1. It was bought and flashed with the latest Samsung firmware based on android 4.4.2.
2. Received Root.

But nothing worked. Arliberator did not connect to the machine, and could not pass the built-in performance tests. In particular, the test “Creating a virtual device” failed. After a long search, it turned out that in the new Android, the status of SELinux was changed from a more free Permissive to a strict Enforcing, which, in turn, there are still restrictions with root. The setenforce 0 command did not help switch SELinux. Samsung also snapped their KNOX protection system. All this was a definite plus for ordinary users, bringing Android in security closer to iOS, but it did not satisfy my goals. After long searches and attempts, an algorithm was developed to get rid of this scourge. You can perform the described actions further at your own risk. The author of the article is not responsible for turning your phone into a brick.

Yes, and another point: the very first firmware of something non-original causes the KNOX counter to fire, which cannot be reset at this time in any way. The operation of the counter, of course, causes the nullification of the Samsung warranty.

So,

1. The stock firmware with the cut out KNOX and the added Root (available on w3bsit3-dns.com) was flashed through ODIN 3.07 in the PDA field. Do not forget about all the wipes, including factory reset.

To switch SELinux, the only working way for me was to update the modified kernel.
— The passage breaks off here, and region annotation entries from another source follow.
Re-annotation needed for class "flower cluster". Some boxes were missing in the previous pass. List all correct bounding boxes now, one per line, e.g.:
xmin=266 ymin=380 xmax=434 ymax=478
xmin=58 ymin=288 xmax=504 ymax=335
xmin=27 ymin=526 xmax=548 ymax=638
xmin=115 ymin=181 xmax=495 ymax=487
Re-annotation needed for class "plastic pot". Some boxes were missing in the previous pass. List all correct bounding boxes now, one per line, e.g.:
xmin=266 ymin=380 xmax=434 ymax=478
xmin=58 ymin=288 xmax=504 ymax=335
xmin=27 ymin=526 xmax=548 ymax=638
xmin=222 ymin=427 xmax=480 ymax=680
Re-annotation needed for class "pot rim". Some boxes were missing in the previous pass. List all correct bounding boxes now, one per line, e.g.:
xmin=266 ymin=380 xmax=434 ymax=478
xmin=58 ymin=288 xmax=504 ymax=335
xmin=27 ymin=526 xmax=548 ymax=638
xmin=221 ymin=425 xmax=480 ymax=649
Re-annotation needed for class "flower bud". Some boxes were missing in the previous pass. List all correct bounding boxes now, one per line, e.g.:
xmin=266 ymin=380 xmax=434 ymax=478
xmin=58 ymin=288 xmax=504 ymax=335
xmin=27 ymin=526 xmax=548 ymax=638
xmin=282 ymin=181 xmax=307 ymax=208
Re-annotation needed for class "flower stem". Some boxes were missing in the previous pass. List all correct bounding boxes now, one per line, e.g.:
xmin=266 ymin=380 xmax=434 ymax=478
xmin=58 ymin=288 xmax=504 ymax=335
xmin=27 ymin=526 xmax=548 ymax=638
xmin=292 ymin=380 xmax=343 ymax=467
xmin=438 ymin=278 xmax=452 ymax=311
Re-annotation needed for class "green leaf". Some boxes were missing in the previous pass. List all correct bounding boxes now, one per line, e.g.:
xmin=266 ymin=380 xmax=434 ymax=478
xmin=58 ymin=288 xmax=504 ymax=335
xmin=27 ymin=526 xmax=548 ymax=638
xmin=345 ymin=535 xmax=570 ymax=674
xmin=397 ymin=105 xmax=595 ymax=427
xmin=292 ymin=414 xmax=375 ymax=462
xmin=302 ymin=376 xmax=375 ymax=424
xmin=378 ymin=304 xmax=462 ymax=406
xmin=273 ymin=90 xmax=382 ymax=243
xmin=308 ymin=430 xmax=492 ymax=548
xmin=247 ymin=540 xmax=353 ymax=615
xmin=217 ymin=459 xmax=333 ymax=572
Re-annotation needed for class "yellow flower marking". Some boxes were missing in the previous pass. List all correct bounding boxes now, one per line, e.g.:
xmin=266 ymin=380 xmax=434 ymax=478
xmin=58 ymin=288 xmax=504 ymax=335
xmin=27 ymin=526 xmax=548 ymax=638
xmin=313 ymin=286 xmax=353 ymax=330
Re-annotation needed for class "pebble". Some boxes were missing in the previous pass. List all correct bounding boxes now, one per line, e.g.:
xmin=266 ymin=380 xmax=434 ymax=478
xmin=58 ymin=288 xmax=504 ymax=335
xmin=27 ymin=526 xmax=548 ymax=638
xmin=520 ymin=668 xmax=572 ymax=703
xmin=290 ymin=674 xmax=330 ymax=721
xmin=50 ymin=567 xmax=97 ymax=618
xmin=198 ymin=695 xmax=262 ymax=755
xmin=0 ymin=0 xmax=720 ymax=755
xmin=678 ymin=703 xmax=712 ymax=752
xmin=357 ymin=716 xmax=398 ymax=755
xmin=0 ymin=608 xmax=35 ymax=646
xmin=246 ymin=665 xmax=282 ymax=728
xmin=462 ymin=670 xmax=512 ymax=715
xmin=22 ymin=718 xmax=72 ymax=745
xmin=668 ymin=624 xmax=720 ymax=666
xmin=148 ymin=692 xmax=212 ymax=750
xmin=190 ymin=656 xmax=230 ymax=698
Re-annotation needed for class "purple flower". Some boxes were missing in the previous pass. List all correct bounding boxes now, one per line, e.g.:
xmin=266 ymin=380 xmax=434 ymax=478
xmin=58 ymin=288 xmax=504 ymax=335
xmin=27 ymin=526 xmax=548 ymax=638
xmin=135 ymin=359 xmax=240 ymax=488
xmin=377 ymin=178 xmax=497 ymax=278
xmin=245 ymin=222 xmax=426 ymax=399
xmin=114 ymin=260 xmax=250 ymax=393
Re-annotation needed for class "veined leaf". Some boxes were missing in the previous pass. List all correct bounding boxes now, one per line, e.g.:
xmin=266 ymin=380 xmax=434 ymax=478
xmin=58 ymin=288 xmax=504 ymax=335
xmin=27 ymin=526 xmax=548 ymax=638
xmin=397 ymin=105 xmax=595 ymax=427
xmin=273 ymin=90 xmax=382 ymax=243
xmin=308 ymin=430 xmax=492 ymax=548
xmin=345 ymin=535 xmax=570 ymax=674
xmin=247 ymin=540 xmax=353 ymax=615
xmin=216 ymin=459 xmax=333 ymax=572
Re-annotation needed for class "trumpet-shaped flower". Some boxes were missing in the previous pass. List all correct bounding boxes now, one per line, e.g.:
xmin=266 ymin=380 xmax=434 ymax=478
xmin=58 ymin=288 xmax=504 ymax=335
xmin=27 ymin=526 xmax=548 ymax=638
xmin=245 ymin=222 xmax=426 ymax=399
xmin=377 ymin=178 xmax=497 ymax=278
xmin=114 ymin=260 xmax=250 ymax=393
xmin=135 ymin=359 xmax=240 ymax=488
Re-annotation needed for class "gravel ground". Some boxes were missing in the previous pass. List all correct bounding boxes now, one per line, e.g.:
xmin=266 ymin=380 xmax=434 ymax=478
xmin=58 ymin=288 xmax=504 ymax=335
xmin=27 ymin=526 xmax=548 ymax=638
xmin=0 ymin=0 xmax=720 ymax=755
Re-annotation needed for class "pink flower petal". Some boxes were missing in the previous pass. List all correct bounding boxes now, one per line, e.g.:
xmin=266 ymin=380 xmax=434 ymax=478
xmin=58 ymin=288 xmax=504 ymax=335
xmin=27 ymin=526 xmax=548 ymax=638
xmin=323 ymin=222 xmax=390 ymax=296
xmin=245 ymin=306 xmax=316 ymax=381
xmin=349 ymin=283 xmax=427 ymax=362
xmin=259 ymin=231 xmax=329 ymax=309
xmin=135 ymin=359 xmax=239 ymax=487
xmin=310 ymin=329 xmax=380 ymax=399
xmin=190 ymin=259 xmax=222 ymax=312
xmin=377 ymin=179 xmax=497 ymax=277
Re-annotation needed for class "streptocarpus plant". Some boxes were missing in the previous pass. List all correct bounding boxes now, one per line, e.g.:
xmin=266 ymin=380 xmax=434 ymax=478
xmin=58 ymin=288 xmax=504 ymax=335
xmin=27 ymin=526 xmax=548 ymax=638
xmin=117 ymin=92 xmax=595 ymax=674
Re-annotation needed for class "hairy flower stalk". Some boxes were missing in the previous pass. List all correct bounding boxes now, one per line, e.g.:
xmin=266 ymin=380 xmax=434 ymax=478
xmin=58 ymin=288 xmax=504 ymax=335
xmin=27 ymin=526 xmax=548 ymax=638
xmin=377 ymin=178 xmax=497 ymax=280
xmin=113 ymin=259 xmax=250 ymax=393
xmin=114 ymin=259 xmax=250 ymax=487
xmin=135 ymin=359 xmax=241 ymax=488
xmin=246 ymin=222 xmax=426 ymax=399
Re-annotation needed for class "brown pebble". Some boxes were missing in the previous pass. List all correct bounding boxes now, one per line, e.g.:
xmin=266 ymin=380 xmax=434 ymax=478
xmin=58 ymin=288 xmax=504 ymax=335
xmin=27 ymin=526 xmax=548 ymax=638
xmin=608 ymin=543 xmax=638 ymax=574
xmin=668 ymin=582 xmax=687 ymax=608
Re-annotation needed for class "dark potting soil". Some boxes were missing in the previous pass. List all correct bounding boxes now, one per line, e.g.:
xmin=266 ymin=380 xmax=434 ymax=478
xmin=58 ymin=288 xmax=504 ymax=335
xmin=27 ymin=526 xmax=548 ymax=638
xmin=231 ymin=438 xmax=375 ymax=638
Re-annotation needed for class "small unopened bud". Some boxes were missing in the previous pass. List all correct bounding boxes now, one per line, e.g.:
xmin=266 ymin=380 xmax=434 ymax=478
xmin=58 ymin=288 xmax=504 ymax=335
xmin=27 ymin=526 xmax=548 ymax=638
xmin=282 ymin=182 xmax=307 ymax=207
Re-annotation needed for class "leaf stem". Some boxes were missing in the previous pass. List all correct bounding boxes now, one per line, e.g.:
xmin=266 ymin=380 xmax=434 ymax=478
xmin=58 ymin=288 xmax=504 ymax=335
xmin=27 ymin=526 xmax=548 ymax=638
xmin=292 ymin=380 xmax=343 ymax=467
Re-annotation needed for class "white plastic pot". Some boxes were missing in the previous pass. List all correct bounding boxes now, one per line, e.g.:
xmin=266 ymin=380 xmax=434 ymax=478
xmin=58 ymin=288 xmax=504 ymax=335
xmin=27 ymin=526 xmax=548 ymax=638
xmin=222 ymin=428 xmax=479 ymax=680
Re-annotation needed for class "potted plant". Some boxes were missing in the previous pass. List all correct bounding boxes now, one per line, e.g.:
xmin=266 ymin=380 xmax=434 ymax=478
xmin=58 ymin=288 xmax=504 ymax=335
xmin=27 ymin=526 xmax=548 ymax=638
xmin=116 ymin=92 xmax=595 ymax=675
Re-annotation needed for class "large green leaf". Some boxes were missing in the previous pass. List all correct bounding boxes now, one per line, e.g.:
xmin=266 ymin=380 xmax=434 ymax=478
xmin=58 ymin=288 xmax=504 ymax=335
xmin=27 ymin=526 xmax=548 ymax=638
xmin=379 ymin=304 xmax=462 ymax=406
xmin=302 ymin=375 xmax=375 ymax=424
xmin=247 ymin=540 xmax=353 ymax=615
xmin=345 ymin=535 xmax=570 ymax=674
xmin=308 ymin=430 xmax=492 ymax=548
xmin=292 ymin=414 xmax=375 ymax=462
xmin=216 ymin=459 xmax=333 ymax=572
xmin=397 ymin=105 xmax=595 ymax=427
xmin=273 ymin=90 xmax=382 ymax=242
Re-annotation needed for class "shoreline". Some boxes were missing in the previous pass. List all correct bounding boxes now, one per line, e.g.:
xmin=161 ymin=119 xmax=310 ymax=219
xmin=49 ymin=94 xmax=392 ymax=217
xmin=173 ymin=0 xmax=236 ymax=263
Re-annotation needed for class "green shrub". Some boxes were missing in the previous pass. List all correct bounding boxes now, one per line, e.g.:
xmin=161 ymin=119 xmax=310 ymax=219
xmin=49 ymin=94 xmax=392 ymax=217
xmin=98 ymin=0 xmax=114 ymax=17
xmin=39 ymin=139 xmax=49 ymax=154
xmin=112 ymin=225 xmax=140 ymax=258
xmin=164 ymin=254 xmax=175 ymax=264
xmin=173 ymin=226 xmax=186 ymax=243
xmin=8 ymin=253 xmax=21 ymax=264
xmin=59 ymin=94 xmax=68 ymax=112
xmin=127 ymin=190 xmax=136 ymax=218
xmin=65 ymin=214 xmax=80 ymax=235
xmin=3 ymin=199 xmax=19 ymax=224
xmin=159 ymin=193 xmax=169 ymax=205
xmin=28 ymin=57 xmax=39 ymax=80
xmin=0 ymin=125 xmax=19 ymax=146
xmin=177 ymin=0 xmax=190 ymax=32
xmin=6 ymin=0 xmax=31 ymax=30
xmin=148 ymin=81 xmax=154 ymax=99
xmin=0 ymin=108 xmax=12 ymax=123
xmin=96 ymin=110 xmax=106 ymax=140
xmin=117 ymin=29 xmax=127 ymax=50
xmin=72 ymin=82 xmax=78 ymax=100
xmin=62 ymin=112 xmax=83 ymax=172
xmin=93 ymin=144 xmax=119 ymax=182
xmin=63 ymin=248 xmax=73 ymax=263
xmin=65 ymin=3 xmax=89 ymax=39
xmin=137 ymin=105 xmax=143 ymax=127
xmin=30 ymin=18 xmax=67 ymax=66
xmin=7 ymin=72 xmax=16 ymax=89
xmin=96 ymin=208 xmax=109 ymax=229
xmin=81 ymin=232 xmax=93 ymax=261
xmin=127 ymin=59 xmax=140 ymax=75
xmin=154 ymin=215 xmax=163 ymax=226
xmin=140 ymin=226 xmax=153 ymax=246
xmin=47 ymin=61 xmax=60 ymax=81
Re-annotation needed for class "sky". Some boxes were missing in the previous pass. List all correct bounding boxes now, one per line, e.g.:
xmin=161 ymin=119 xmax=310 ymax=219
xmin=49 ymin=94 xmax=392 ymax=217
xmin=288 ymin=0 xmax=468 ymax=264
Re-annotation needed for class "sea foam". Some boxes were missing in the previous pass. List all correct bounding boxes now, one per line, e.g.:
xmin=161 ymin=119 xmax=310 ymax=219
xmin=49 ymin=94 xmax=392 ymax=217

2. You need to flash CWM Recovery. The usual ROM Manager can not do here, because it does not work on the I9500:

a) Download recovery_version_.img from clockworkmod.com .
b) Rename the downloaded file to recovery.img
c) Pack it in a tar image using TAR_MD5_PACKAGER (also on w3bsit3-dns.com). 7Zip did not help here.
d) Flash through ODIN in the PDA field.

3. Install the Omega Files program and download the modified stock kernel for the I9500 using it. The kernel is assembled from Samsung sources, at least the developer says so.

4. Flash downloaded archive via CWM without unpacking. Again, not forgetting about wipes.

As a result, almost stock firmware was obtained with root and SELinux status - permissive.

The bundle ARLiberator + ScreenStandby was complemented by the excellent Car Dashboard program , which replaces the Launcher for the duration of the connection and is convenient for poking while driving in the radio.

The algorithm I described is certainly concise, but each of these actions is chewed on many resources, but I have not found such a combination anywhere. I hope this information will be useful to those who are going to use this radio, as well as for those who have the desire to switch SELinux mode on the new Samsung.

A small addition about the counter:
Perhaps with the word counter I could be misleading. In fact, the counter was before. In the I9500, this is already a flag that switches to 1 with unofficial intervention. Now KNOX software is responsible for this, which is present not only in rom but also in the bootloader, and as far as is known, it does not allow downgrading the bootloader at the hardware level.